XXVI

¿Cuál es su puesto en Sistemas PQ, señorita Mili? —preguntó el fiscal.

—Soy algo parecido a un enlace entre los distintos departamentos y despachos. Llevo correspondencia, memorandos que no pueden pasar por pantalla, preparo las reuniones...

—¿También atendía a Pau Quentin?

—Sí, en funciones diferentes a las de su secretario, claro.

—¿Qué recuerda usted del día 21 de diciembre pasado?

—Nada —Alma Mili se encogió de hombros—. Fue un día como otro cualquiera. Le he dado muchas vueltas a la cabeza, buscando algo, pero... no pasó nada especial.

—¿Fue usted la última persona que vio con vida al señor Quentin y habló con él, aparte de su asesino y del guardia de seguridad?

La mujer posó sus ojos en Zen.

—Supongo —dijo—. A las cuatro en punto de la tarde le pregunté si me necesitaba, porque tenía que hacer algunas compras y quería irme puntualmente, y me dijo que no, que podía irme; así que lo hice.

—¿Vio al guardia de seguridad, cuando abandonó el edificio?

—El control de los sistemas de seguridad está en un cubículo aparte, aunque en la misma entrada. No veo nunca a Tomás..., al señor Ainoza, pero esa tarde entré para desearle un feliz cumpleaños a su hija.

—¿Hablaron de algo especial?

—Le dije que tenía que irse pronto, que de lo contrario su pequeña se disgustaría, y me recordó que mientras Pau Quentin siguiese allí, él también tenía que estar en su puesto, lo mismo que su secretario.

—¿Vio las pantallas de la torre?

—Sí, me fijé en ellas porque al decirme esto las señaló.

—¿No había nadie más?

—No, ya no.

—Eso es todo, señorita Mili. Gracias.

Tamara Companys tuvo suficiente con mirar a Héctor para que éste se pusiera en pie con el fin de interrogar al testigo de la acusación. Había quedado probado que Zen y PQ estaban solos allá arriba. Más que probado. Héctor examinó a Alma Mili más de cerca. Veinticinco o veintiséis años, cabello negro, rostro ajustado al milímetro mediante cirugía correctora. Podía considerársela una mujer de belleza comedida, elegante, segura.

—Señorita Mili, ¿le sirvió usted la comida a Pau Quentin ese día?

—Sí.
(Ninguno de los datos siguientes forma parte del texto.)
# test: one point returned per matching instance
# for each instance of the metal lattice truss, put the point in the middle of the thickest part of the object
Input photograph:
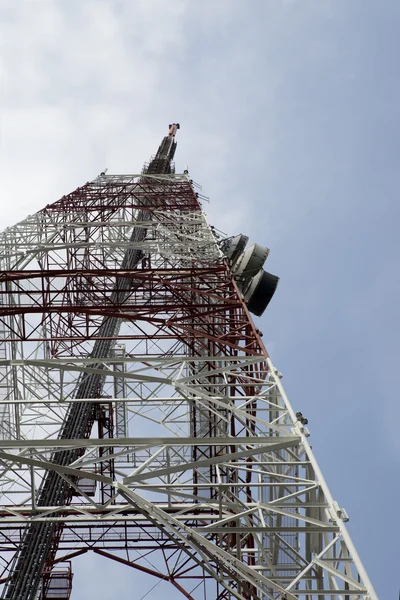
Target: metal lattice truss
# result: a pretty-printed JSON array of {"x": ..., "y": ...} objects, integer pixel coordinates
[{"x": 196, "y": 468}]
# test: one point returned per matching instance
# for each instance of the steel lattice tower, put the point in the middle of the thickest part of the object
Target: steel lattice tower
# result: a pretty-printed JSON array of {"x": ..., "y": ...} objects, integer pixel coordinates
[{"x": 140, "y": 413}]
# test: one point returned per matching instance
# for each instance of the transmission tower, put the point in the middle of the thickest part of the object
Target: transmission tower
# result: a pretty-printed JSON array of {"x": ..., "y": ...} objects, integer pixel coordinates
[{"x": 141, "y": 417}]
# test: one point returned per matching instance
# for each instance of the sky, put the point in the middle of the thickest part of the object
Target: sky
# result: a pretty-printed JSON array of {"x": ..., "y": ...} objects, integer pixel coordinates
[{"x": 290, "y": 122}]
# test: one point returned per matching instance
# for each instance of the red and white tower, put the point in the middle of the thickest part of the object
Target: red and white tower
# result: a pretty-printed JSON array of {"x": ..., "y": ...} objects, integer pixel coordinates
[{"x": 140, "y": 414}]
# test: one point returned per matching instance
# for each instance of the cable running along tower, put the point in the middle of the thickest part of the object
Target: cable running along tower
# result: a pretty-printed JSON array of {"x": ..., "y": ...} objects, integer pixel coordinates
[{"x": 141, "y": 417}]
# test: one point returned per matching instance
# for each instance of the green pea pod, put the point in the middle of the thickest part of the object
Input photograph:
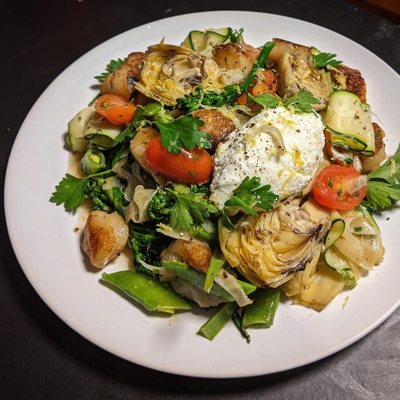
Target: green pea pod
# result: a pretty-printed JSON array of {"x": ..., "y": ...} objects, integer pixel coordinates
[
  {"x": 261, "y": 313},
  {"x": 147, "y": 291},
  {"x": 216, "y": 263},
  {"x": 214, "y": 324},
  {"x": 197, "y": 279}
]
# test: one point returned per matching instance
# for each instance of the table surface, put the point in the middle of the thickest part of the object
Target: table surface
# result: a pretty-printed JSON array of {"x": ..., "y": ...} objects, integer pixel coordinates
[{"x": 40, "y": 356}]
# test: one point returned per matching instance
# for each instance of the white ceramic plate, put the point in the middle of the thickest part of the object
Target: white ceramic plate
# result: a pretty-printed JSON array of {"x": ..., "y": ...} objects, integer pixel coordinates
[{"x": 49, "y": 252}]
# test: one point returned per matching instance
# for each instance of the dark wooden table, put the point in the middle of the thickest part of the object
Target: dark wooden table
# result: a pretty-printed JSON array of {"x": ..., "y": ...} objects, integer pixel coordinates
[{"x": 40, "y": 356}]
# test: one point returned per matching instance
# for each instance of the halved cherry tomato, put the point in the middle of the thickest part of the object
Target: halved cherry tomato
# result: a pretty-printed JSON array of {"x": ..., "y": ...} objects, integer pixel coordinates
[
  {"x": 242, "y": 99},
  {"x": 115, "y": 109},
  {"x": 267, "y": 84},
  {"x": 189, "y": 166},
  {"x": 330, "y": 188}
]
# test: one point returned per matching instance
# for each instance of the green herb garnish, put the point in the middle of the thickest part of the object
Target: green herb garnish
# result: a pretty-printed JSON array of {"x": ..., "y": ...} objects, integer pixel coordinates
[
  {"x": 323, "y": 60},
  {"x": 266, "y": 100},
  {"x": 248, "y": 196},
  {"x": 383, "y": 184},
  {"x": 301, "y": 102},
  {"x": 183, "y": 132}
]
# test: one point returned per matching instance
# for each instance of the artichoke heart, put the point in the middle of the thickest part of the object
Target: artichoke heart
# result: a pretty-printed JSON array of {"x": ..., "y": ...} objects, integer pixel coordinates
[
  {"x": 297, "y": 72},
  {"x": 170, "y": 72},
  {"x": 269, "y": 249}
]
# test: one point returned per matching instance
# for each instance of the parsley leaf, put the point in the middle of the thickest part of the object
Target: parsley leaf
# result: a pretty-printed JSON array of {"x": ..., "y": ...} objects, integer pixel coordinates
[
  {"x": 182, "y": 207},
  {"x": 383, "y": 184},
  {"x": 199, "y": 97},
  {"x": 301, "y": 102},
  {"x": 183, "y": 132},
  {"x": 110, "y": 67},
  {"x": 235, "y": 35},
  {"x": 70, "y": 192},
  {"x": 322, "y": 60},
  {"x": 189, "y": 209},
  {"x": 249, "y": 195},
  {"x": 266, "y": 100}
]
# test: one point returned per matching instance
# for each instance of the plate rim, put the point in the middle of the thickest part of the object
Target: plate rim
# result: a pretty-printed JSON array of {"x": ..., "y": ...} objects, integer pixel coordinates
[{"x": 76, "y": 328}]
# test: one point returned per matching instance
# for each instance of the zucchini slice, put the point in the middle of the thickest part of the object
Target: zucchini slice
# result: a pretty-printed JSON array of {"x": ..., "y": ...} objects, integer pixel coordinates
[
  {"x": 337, "y": 229},
  {"x": 332, "y": 256},
  {"x": 349, "y": 121},
  {"x": 335, "y": 260},
  {"x": 101, "y": 133},
  {"x": 204, "y": 41},
  {"x": 75, "y": 138}
]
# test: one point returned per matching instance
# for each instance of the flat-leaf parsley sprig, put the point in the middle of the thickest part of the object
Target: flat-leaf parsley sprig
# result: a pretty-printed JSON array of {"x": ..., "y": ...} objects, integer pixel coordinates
[
  {"x": 383, "y": 184},
  {"x": 183, "y": 132},
  {"x": 248, "y": 196},
  {"x": 73, "y": 191}
]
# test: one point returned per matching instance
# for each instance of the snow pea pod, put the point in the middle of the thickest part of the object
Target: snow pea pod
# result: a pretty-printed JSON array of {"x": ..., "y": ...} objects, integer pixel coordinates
[
  {"x": 197, "y": 279},
  {"x": 214, "y": 324},
  {"x": 147, "y": 291},
  {"x": 261, "y": 313},
  {"x": 216, "y": 263}
]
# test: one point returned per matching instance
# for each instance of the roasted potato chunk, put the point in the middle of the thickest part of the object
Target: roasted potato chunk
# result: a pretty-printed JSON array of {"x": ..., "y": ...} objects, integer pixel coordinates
[
  {"x": 121, "y": 81},
  {"x": 282, "y": 46},
  {"x": 350, "y": 79},
  {"x": 195, "y": 253},
  {"x": 104, "y": 237}
]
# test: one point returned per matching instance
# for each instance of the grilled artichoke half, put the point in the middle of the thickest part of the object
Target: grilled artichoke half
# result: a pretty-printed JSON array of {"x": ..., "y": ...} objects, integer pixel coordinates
[
  {"x": 170, "y": 72},
  {"x": 268, "y": 250},
  {"x": 297, "y": 71}
]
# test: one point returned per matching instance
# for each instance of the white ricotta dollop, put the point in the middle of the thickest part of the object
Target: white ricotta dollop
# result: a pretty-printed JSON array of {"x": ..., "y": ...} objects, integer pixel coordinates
[{"x": 253, "y": 151}]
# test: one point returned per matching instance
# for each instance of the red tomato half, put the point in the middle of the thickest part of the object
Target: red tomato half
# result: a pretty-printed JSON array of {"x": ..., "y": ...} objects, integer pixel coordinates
[
  {"x": 330, "y": 188},
  {"x": 194, "y": 166},
  {"x": 115, "y": 109}
]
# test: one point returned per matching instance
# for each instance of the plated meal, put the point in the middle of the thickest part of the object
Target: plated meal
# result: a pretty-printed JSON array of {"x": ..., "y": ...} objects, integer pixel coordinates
[{"x": 233, "y": 174}]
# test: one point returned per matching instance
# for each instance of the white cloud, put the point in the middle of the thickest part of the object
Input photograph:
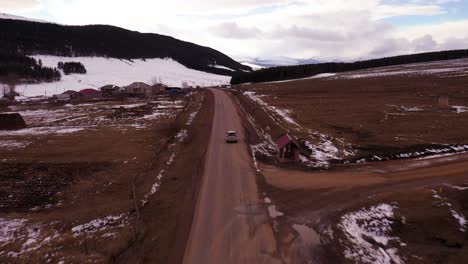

A las dos y veinticinco.

—¿Qué le pidió?

—Sopa de marisco, un filete a la plancha medianamente pasado y un yogur natural enriquecido, además de agua.

—¿Es parte de su cometido?

—Sí.

—¿Por qué no se ocupaba de eso su secretario?

—No lo sé. Supongo que tendría cosas más importantes que hacer.

—¿Qué hizo usted al pedirle todo esto?

—Lo usual. Bajé al restaurante que tenemos en la primera planta, lo encargué, lo subí y se lo pasé.

—¿No le subió, además, chocolate?

—No.

—¿Está segura?

—Más que segura, y no sólo por mí misma, sino por él.

—Explíquese.

—Pau Quentin odiaba el chocolate.

—Pau Quentin odiaba el chocolate —Héctor repitió la respuesta de Alma Mili abarcando a los nueve miembros del jurado con la mirada.

En la mesa de la fiscalía Isaías H. Lorca examinó unas notas con el ceño fruncido.

—¿Cuántas veces habló con el señor Quentin ese día, señorita Mili?

—Media docena.

—¿Y con su secretario?

—Dos.

—¿Notó algo raro en Zen Es-3-725.903?

—No.

Se ahorró otra posible pregunta merecedora de una protesta por parte de Lorca. No quería ser advertido por tercera vez en una sola sesión.